According to the Joint United Nations Program on HIV/AIDS (UNAIDS), South Africa has one of the highest HIV prevalence rates, with a prevalence of 20.4% [29]. HIV infection has been linked to an increase in head and neck cancers. Beachler et al. reported an increase in HNSCC in HPV (oropharyngeal) and non-HPV (non-oropharyngeal locations, including the lip)-related sites in HIV-positive individuals compared to the general population [30]. Similarly, studies conducted in America and Netherlands have demonstrated a higher prevalence of HPV infection in HIV-positive individuals than in HIV-negative individuals [31, 32].

Despite the high HIV prevalence in certain regions in Africa, studies have revealed a lower-than-expected prevalence of HR-HPV in head and neck cancers, implying the involvement of multiple factors in the development of head and neck cancer in this area [27, 33]. In fact, none of the three SCC from HIV-positive patients in the present study were HR-HPV positive.

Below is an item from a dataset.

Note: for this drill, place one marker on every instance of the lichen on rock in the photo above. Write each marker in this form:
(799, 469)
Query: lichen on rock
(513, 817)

Numerous studies have consistently demonstrated a strong association between HR-HPV and non-keratinizing histomorphology in OPSCC [8, 9]. Similar to HPV-associated OPSCC, the only HR-HPV-positive lip SCC in our study showed a non-keratinizing morphology.

Most of the p16-positive lip SCC in our study arose from the vermillion border of the lower lip, a transition from highly keratinized external skin to less keratinized internal skin. Given that the majority of HPV-associated squamous lesions of the uterine cervix occur at the ecto-endocervical transition zone, it is tempting to speculate that the vermillion border of the lower lip might bear some analogy to the latter. However, an exact site for the only HR-HPV-positive case in our study could not be determined.

The strength of our study lies in the fact that, it is the first prevalence study using multiple HPV-testing modalities, including mRNA PCR in lip SCC. However, a notable limitation is the retrospective nature of the study with limited information on participant risk factors.